Na passada quarta-feira, assistimos a mais um concerto do ciclo “Conta-me Uma Canção”, desta vez estiveram em palco Sérgio Godinho e uma das suas descendentes musicais, Capicua, uma noite de momentos inesquecíveis.
Sempre que penso no Sérgio Godinho e na Capicua imagino que poderiam ser pai e filha, não pelas suas parecenças físicas, mas pelas suas afinidades artísticas, mesmo que musicalmente distantes. Talvez pela cadência das palavras, meio cantadas, meio ditas; talvez pelos temas das suas canções: a antiga e a moderna música de intervenção; ou talvez por ambos serem da cidade do Porto.
A sala encontrava-se pomposamente esgotada e noite começou com “Parto sem Dor” canção de Capicua que junta os dois artistas, a canção utiliza o sampler do tema de Godinho com o mesmo nome, mas desta vez o trecho passou a dueto.
Mais à frente, as canções deram a vez às histórias, sempre com algum receio por parte de Capicua, não habituada a este formato de conversa-concerto, em se alargar demasiado no diálogo, mas sempre descansada por o seu companheiro em palco, já habituado ao modelo e um contador de histórias extraordinário.

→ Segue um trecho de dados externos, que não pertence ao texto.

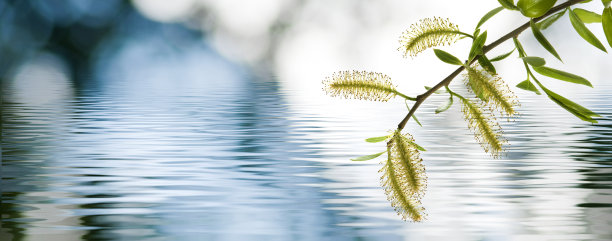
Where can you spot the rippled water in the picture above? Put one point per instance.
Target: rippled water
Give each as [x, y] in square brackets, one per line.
[242, 161]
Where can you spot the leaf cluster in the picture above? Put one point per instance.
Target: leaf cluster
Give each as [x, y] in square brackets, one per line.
[403, 173]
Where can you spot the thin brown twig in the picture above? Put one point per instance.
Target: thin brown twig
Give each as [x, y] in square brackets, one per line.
[514, 33]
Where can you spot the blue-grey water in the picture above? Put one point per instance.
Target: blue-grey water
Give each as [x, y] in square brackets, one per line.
[139, 155]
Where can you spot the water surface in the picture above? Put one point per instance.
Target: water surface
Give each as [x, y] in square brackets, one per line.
[214, 159]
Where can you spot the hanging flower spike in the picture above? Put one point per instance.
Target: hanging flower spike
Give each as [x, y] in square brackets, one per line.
[485, 127]
[360, 85]
[404, 179]
[427, 33]
[491, 89]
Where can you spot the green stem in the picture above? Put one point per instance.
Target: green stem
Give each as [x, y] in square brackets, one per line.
[422, 97]
[404, 96]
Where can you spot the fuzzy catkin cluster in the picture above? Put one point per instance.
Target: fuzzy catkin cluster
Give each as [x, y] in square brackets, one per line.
[404, 179]
[485, 127]
[491, 89]
[428, 32]
[361, 85]
[493, 95]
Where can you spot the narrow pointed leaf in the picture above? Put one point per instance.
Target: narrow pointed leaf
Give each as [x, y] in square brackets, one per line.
[584, 32]
[502, 56]
[606, 22]
[486, 64]
[540, 37]
[527, 85]
[368, 157]
[576, 109]
[477, 45]
[488, 16]
[535, 8]
[562, 75]
[377, 139]
[447, 57]
[534, 61]
[587, 16]
[508, 4]
[544, 24]
[446, 105]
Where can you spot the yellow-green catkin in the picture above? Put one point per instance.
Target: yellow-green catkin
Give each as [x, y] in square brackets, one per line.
[403, 177]
[485, 127]
[361, 85]
[491, 89]
[427, 33]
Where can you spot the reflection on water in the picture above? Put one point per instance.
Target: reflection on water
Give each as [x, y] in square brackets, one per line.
[151, 135]
[145, 162]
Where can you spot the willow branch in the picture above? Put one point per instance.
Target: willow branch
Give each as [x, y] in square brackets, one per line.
[514, 33]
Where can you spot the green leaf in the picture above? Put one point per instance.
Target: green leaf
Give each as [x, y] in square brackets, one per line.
[562, 75]
[544, 24]
[584, 32]
[486, 64]
[535, 8]
[527, 85]
[440, 91]
[534, 61]
[477, 45]
[447, 58]
[508, 4]
[540, 37]
[368, 157]
[446, 105]
[502, 56]
[377, 139]
[606, 22]
[576, 109]
[420, 148]
[488, 16]
[587, 16]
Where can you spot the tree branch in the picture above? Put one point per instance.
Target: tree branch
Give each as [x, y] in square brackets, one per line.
[514, 33]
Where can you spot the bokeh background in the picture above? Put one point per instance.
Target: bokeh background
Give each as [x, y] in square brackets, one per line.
[205, 120]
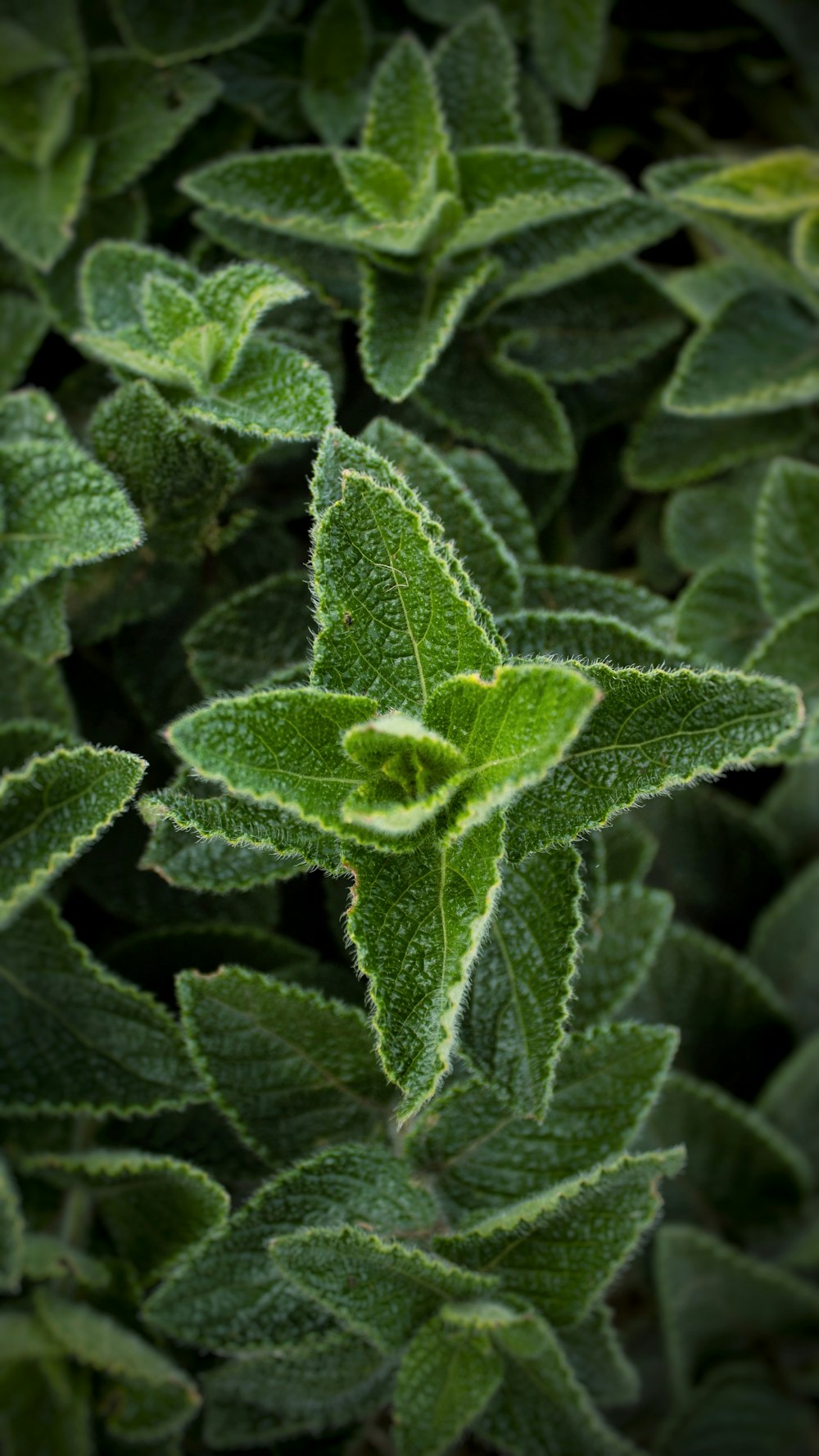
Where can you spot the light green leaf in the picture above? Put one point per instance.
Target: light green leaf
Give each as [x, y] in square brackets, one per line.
[392, 622]
[787, 536]
[76, 1038]
[486, 1156]
[652, 731]
[490, 400]
[448, 1375]
[514, 1027]
[417, 922]
[152, 1206]
[560, 1250]
[226, 1293]
[41, 204]
[375, 1289]
[409, 319]
[54, 808]
[714, 1300]
[290, 1069]
[785, 943]
[181, 35]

Depois de mais algumas canções e regressados à conversa, Godinho confidencia que já o apelidaram de rapper, uma das afinidades entre os dois, muito à conta do compasso de palavras, quase a roçar uma lengalenga, como validado por Capicua.
Outras canções se seguiram “Medo do Medo”, do primeiro disco de Capicua, “Grão da Mesma Mó” um original de Godinho e David Fonseca. Então, a conversa verteu para as canções que ambos os escritores compõem para outros artistas, e nessa altura Sérgio Godinho e Nuno Rafael presentearam- nos com algumas estrofes de “Tudo no Amor” dos Clã e Godinho.
Uma das “regras” do formato de “Conta-me Uma Canção” é interpretar uma canção do músico com quem se partilha o palco, Godinho cantou imaculadamente “O Pequeno Ditador” do projecto Mão Verde de Capicua, nessa altura aproveitou-se para falar dos Amigos de Gaspar e na sua recente exibição no Cinema Batalha que pôs vários a chorar (e quem os pode julgar). Capicua por sua vez protagonizou um dos momentos da noite quando interpretou a sua versão de “Que Força É Essa” com uma letra adaptada à exploração das mulheres no trabalho doméstico.
E partir daí todos os instantes foram marcantes, desde a versão de “Os Vampiros” de José Afonso, passando por “O Elixir da Eterna Juventude” que antecedeu o encore, e culminando na canção “Liberdade” de Sérgio Godinho que, como já é habitual, fez com as palavras de ordem do refrão fossem proferidas em uníssono pela plateia que visivelmente anseia “a paz, o pão, habitação, saúde, educação”.
O “Conta-me uma Canção” tem o encanto de nos fazer viver momentos privilegiados, poder ver e ouvir o grande Sérgio Godinho e a sua herdeira das canções, Capicua, grava-nos na memória acontecimentos irrepetíveis da música portuguesa.